Los soldados no se veían cómodos en su nueva tarea.
Aquí, si quiero, lo puedo detener, dijo el joven oficial al mando a un reportero que había bajado a ese hueco de matorrales, tierra y un chisguete de agua que es el río Bravo cuando pasa cerca de la presidencia municipal juarense.
Un padre y dos hijos se acercaron a los militares –cerca, juntas pero
no revueltas, había patrullas de las fuerzas estatales y municipales.
La familia trajo burritos y botellas de agua. Uno de los militares no
descansó hasta que Stanley recibió comida y la bebida. Luego, alguien le
explicó que una aerolínea ofrece pasajes de un dólar a Centroamérica y
le dio las instrucciones para llegar al aeropuerto.

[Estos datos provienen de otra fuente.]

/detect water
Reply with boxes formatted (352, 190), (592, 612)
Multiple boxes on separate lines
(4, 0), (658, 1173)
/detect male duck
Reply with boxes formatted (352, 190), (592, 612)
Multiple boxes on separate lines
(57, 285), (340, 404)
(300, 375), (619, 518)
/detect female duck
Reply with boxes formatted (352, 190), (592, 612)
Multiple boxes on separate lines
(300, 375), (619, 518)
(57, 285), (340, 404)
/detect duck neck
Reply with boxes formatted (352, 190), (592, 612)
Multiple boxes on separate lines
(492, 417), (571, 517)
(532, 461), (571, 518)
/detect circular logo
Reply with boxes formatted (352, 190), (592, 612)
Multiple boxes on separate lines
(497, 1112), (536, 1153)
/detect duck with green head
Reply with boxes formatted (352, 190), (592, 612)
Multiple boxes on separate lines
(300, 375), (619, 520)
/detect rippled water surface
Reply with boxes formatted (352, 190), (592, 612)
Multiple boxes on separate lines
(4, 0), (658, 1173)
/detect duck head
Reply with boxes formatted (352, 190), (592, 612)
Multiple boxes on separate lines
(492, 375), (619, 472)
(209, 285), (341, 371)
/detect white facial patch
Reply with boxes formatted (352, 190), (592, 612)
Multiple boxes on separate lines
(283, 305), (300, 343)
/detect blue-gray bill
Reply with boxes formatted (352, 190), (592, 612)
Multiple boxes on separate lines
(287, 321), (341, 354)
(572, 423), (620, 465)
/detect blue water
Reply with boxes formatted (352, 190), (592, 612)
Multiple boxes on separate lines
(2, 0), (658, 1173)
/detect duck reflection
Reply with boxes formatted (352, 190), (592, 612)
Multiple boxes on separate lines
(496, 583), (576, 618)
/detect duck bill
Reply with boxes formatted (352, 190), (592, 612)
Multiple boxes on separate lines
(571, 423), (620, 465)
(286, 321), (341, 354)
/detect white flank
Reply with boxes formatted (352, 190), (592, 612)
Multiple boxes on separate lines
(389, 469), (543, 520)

Enfrente es Estados Unidos. Una barda cada vez más alta, un trajín
que no para de las camionetas blancas de la Patrulla Fronteriza, que
desde este lado se mira como una gran pantalla de cine.
La película, antes de que detuvieran a Stanley, se llamaba: quita la manta del activista.

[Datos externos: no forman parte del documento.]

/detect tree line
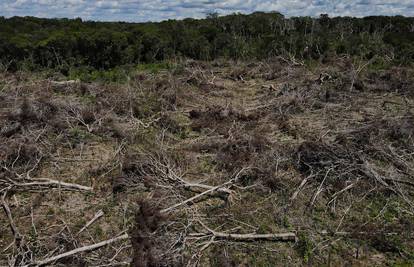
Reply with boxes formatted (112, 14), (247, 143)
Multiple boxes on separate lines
(0, 12), (414, 72)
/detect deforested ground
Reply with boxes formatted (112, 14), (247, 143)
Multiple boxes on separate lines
(0, 58), (414, 266)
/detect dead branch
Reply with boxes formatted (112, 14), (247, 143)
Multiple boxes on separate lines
(25, 234), (129, 267)
(196, 221), (297, 242)
(11, 178), (93, 191)
(77, 210), (104, 235)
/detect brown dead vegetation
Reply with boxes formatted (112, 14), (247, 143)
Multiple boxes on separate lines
(0, 58), (414, 266)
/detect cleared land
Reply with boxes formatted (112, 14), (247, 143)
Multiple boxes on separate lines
(0, 59), (414, 266)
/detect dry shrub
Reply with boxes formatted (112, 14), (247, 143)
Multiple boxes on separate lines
(0, 138), (42, 169)
(129, 201), (170, 267)
(189, 105), (257, 134)
(364, 67), (414, 95)
(112, 152), (156, 193)
(217, 133), (270, 172)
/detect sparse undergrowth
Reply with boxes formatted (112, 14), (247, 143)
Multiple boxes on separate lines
(0, 59), (414, 266)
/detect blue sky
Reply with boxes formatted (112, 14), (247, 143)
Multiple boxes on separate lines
(0, 0), (414, 22)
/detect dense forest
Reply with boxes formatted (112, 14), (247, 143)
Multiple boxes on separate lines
(0, 12), (414, 73)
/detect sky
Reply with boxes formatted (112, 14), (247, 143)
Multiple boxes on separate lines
(0, 0), (414, 22)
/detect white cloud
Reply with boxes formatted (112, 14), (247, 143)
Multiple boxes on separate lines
(0, 0), (414, 21)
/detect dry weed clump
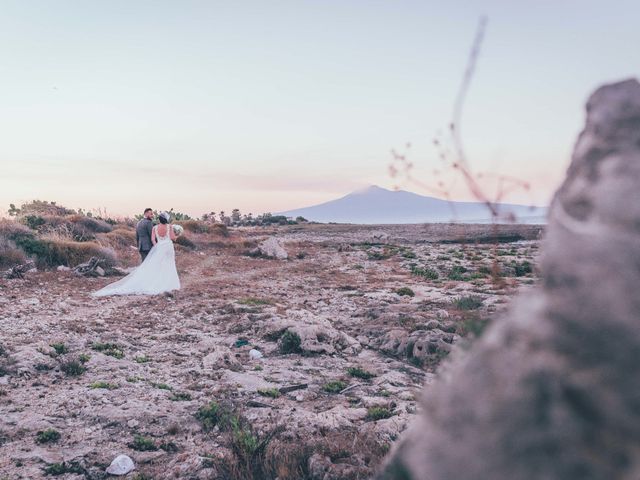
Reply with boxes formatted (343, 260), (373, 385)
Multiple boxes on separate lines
(19, 238), (117, 268)
(96, 226), (136, 250)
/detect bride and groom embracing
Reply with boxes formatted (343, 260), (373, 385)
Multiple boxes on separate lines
(92, 208), (180, 297)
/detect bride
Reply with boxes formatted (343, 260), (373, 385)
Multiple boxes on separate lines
(91, 212), (180, 297)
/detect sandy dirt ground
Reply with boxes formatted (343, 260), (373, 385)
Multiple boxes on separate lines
(0, 225), (540, 479)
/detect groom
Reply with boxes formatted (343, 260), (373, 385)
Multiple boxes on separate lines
(136, 208), (153, 262)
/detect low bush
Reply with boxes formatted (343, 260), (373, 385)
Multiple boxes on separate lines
(36, 428), (60, 443)
(175, 220), (211, 233)
(127, 435), (158, 452)
(15, 235), (117, 268)
(60, 360), (87, 377)
(451, 295), (483, 310)
(176, 235), (196, 250)
(396, 287), (416, 297)
(279, 330), (302, 354)
(347, 367), (376, 380)
(0, 242), (27, 270)
(367, 407), (393, 421)
(96, 227), (136, 248)
(411, 266), (440, 280)
(322, 380), (347, 393)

Robenz, un artista-activista nacido en Zacatecas y de doble
nacionalidad, fue detenido con otras dos personas que le ayudaron a
colocar una gran manta en el muro.
Su manta era un homenaje a Scott Warren, activista sometido a juicio
por el delito de llevar agua a los migrantes que padecen en el desierto
de Arizona.
Si Scott es un delincuente, yo también, escribió, y lo detuvieron. Del lado mexicano quedó la moderna camioneta en la que llegó Robenz, todavía cargada de enormes trozos de tela, escaleras y cubetas de pintura.
Los fotógrafos que llegaron temprano vieron el momento en que el
activista fue aprehendido y también cómo una familia cubana aprovechó la
confusión para burlar a la flamante Guardia Nacional.

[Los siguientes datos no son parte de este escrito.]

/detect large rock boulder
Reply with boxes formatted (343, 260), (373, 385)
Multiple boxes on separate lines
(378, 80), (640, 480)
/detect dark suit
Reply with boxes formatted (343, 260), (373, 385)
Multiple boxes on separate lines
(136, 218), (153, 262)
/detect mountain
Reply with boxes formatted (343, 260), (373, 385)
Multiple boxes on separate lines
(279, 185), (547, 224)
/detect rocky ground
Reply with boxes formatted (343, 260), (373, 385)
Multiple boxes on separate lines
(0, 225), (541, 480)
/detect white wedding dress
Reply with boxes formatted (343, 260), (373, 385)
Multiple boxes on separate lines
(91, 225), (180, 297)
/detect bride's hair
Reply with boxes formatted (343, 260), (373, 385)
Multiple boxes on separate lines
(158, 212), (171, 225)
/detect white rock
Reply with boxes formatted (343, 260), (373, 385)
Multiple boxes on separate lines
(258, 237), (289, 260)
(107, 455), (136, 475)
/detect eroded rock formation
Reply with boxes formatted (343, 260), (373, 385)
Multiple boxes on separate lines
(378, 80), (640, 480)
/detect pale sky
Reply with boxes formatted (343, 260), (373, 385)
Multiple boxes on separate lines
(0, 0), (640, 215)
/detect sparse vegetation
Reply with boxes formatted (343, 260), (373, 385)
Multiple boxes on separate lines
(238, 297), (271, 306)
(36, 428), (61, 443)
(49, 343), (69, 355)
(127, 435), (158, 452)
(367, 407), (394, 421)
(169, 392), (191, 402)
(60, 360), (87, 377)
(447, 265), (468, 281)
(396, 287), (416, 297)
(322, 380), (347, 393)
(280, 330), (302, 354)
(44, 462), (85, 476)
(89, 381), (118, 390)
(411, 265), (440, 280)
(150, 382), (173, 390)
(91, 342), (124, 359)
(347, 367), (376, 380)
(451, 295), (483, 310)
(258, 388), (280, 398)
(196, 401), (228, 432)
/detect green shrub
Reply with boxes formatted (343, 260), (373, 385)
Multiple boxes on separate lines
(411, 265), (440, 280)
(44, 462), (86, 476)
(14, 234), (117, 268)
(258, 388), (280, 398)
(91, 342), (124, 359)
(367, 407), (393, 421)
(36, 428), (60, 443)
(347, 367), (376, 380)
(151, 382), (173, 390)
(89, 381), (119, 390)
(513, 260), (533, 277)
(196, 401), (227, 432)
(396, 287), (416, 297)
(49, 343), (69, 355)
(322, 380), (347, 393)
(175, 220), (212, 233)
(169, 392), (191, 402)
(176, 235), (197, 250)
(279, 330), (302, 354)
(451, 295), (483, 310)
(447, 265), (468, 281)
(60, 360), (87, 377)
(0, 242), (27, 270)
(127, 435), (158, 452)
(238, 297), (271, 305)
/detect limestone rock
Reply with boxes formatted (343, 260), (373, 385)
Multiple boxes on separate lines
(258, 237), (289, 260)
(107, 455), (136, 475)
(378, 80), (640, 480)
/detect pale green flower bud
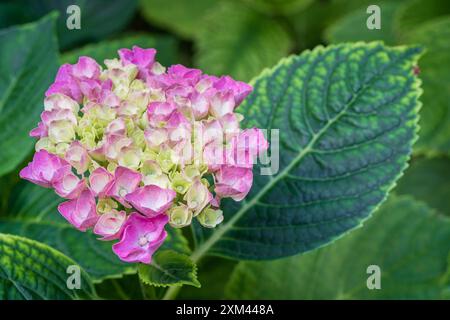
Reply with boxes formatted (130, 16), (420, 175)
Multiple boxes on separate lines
(55, 142), (70, 158)
(35, 137), (55, 153)
(168, 205), (192, 228)
(117, 147), (142, 170)
(184, 180), (212, 216)
(97, 198), (119, 214)
(172, 172), (192, 194)
(48, 120), (75, 143)
(197, 208), (223, 228)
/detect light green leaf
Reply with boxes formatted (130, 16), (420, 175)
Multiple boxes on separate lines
(226, 197), (450, 299)
(195, 2), (290, 81)
(192, 43), (421, 261)
(61, 34), (176, 65)
(408, 16), (450, 156)
(325, 1), (402, 44)
(395, 157), (450, 216)
(241, 0), (313, 15)
(139, 250), (200, 287)
(140, 0), (219, 39)
(0, 14), (58, 176)
(0, 233), (95, 300)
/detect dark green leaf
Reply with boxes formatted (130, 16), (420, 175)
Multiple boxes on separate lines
(395, 157), (450, 216)
(140, 0), (219, 39)
(196, 2), (290, 81)
(0, 14), (58, 176)
(325, 1), (402, 44)
(0, 234), (95, 300)
(408, 16), (450, 156)
(61, 34), (177, 65)
(139, 250), (200, 287)
(192, 43), (421, 261)
(226, 197), (450, 299)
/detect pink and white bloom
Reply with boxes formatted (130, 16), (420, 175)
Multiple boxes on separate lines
(93, 210), (127, 240)
(214, 165), (253, 201)
(20, 46), (268, 263)
(19, 150), (71, 188)
(147, 102), (176, 127)
(53, 168), (86, 199)
(58, 189), (98, 231)
(89, 167), (114, 198)
(125, 185), (176, 217)
(107, 167), (142, 208)
(64, 141), (90, 174)
(113, 213), (169, 264)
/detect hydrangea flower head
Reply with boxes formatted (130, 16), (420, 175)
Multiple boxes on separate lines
(20, 47), (268, 263)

Los cubanos, originarios de Santa Clara, llevaban ya un mes de espera en Juárez. Para ellos, Juárez no fue la
número unosino el lugar donde estuvieron a punto de secuestrar a su pequeño hijo, el sitio donde amenazaron al marido con una pistola en la cabeza. Por eso se la jugaron y prefirieron el cruce por un
puerto no autorizadoa seguir en una ciudad que les aterra.
La mayor parte de los centroamericanos que llegan a esta frontera no
quieren quedarse aquí. Tampoco buscan un cruce riesgoso por el desierto.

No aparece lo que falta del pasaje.